Ein Ort des Geschehens
Die Gran Vía Alfonso X el Sabio, mündet in der Plaza de Santo Domingo, der Ort des Geschehens – lange war dies der Marktplatz und einst wurden hier sogar öffentliche Hinrichtungen vollzogen. Obschon die Plaza sich dieser Ämtern heute entledigt hat, dient sie dennoch als beliebter Treffpunkt für Murcianer aller Generationen. Denn die schattenspendenden Bäume und darunter der 100-jährige Ficus, das Herzstück im Zentrum des Platzes, laden auch an heißen Tagen zum Verweilen ein. Der Platz ist ein Ebenbild dieser lebhaften Stadt, wo Geschichte auf Kunst und Natur trifft. Historische Gebäude,
Skulpturen und Kunstwerke an jeder Ecke und beeindruckende Gärten.
Die Rosario-Kapelle aus dem 16. Jahrhundert und die Kirche
Santo Domingo aus dem 18. am Kopf der Plaza sind die letzten Überbleibsel des ehemaligen Klosters der Dominikaner. Eine Besonderheit der Santo-Domingo-Kirche sind die zwei Fassaden. Die eine, der Plaza Santo Domingo zugewandt, hat nur eine repräsentative Funktion. Da diese Seite an dem beliebten Platz liegt, ist sie besonders prachtvoll, doch sie hat keinen Eingang weil sie sich am Altarraum der Kirche befindet. Die zweite, die Hauptfassade blickt zur Plaza Romea hin. Von den drei geplanten Stockwerken wurden jedoch nur zwei gebaut und somit ist sie bis heute unvollendet.
In der Mitte der Plaza Santo Domingo, um den weisen Ficus herum, wurde anlässlich des Frühlingsfestes 2018 eine mehrere Meter breite Blumentopf-Wand errichtet.

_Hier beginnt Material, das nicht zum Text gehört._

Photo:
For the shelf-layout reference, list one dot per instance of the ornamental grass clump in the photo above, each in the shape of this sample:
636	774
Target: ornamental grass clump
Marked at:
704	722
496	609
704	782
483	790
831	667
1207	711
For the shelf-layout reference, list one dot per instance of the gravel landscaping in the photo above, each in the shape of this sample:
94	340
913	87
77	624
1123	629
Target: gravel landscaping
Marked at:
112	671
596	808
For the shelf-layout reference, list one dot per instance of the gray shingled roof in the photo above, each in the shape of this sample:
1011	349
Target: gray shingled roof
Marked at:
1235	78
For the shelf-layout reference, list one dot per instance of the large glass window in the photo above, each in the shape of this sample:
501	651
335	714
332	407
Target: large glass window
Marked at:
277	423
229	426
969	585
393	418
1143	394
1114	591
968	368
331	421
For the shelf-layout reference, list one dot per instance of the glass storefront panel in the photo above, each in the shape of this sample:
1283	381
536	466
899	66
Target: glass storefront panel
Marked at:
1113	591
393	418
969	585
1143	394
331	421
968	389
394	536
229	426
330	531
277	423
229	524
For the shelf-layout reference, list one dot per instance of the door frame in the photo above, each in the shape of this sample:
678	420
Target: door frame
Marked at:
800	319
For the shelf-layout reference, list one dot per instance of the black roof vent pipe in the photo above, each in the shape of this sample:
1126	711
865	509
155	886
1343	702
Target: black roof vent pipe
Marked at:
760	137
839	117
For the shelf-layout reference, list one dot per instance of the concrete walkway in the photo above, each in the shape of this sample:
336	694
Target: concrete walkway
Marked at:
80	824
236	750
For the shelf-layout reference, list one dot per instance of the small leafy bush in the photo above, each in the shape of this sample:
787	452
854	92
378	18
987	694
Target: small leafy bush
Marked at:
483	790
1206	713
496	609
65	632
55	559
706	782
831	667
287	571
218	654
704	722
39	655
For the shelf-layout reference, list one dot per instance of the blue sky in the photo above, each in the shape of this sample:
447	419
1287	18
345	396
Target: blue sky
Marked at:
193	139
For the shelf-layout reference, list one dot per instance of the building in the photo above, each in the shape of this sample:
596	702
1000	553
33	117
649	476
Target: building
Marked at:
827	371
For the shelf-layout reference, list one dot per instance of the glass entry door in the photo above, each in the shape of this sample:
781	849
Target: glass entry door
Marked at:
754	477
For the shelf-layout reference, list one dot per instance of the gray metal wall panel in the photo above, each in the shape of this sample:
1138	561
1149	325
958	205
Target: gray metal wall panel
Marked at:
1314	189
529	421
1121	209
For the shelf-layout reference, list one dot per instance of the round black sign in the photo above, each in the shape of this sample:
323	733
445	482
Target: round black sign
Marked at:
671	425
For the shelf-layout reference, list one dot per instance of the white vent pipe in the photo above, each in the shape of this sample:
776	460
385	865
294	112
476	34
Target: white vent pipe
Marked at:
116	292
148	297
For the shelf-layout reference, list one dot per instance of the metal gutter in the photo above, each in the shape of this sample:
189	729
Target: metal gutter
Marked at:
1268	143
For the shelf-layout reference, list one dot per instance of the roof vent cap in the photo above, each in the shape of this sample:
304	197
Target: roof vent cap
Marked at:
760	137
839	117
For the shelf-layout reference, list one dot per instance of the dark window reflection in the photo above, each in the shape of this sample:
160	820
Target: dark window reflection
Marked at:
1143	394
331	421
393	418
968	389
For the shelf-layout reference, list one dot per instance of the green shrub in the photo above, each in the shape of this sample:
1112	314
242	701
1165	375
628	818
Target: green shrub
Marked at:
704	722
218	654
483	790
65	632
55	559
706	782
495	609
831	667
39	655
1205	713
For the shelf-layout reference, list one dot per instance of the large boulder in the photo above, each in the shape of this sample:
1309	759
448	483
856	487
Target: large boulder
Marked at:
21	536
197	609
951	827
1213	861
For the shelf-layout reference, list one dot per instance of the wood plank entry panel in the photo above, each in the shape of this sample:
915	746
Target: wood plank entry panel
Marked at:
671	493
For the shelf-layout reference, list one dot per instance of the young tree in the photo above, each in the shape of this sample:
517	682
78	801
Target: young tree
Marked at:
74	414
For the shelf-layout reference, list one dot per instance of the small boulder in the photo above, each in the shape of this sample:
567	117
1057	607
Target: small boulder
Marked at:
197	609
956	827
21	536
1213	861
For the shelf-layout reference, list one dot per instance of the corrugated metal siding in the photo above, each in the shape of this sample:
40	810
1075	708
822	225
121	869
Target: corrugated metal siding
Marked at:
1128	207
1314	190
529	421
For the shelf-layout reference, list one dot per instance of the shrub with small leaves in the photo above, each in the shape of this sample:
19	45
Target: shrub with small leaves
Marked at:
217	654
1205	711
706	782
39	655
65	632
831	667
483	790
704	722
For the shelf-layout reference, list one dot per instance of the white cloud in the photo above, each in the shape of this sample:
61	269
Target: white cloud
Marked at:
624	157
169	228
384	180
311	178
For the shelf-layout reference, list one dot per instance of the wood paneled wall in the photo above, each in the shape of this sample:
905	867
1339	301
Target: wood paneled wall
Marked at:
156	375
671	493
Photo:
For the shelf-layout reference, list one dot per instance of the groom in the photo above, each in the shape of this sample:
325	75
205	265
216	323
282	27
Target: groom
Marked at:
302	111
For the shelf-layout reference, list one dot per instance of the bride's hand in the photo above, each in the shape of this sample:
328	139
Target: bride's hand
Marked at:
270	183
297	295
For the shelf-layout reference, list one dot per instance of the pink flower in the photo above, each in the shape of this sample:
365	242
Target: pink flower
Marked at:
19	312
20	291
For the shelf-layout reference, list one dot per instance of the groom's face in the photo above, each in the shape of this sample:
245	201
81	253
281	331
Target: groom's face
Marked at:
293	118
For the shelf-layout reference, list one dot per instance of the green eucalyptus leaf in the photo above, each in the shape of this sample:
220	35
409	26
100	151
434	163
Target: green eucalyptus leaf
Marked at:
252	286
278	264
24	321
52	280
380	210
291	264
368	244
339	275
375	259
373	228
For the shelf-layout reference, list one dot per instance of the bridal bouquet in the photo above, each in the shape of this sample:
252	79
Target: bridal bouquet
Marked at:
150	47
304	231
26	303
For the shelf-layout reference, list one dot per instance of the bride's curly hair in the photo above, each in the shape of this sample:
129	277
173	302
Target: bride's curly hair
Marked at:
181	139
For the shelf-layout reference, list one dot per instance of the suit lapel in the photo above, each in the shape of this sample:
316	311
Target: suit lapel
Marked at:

Das temporär gedachte
Kunstwerk fand solchen Anklang bei Bewohnern und Touristen, dass es zu einem festen Bestandteil wurde. Die weißen und roten Blumentöpfe sind so eingereiht, dass man von weitem das Wort „Primavera“, sprich Frühling darauf erkennt.
Der beliebte Treffpunkt markiert den Beginn der Calle Trapería, die Hauptstraße der Altstadt. Hier befand sich die Mauer, die nach der Eroberung der Stadt im Jahr 1266 durch Jaume I. errichtet wurde und Christen von Mauren trennte. Ihren heutigen Namen verdankt die Calle Trapería jedoch den späteren in ihr betriebenen Tätigkeiten. Hier befand sich die Zunft der Traperos – trapos bedeutet auf Spanisch Stofflappen und bezieht sich auf den Tuchhandel, der im 14. Jahrhundert in dieser Straße stattfand. Die weitreichende Fußgängerzone wird von unzähligen kleinen und großen Geschäften durchzogen. Süße „Tante-Emma-Läden“konkurrieren mit weltbekannten Franchisen.
Hoch hinaus
Die Kathedrale von Murcia, die sich am anderen Ende der Calle Trapería befindet, ist wohl die wichtigste Sehenswürdigkeit der Stadt. Zwischen 1394 und 1465 erbaut, enthält sie einen Mix an Baustilen verschiedener Epochen – Gotik, Renaissance und Barock. Der majestätische Glockenturm ragt hoch hinaus, weit über die Dächer der Stadt. Er bietet mit seinen 93 Metern Höhe die beste Aussicht auf die Stadt und ist der zweithöchste Kirchenturm in ganz Spanien. Leider kann dieser nur zwei
Mal täglich während eines geführten Rundgangs besichtigt werden. Es empfiehlt sich daher, den Rundgang im Voraus online zu buchen. In den Gemäuern der Kathedrale befindet sich ein Museum, in dem sich einige Werke des murcianischen Künstlers Francisco Salzillo befinden (siehe auch Seite 27). Kleiner Tipp: Wer sich bloß die Kathedrale
anschauen möchte, geht am besten vor 10.30 oder nach 17 Uhr, da zu diesen Zeiten die Kirche kostenfrei zugänglich ist.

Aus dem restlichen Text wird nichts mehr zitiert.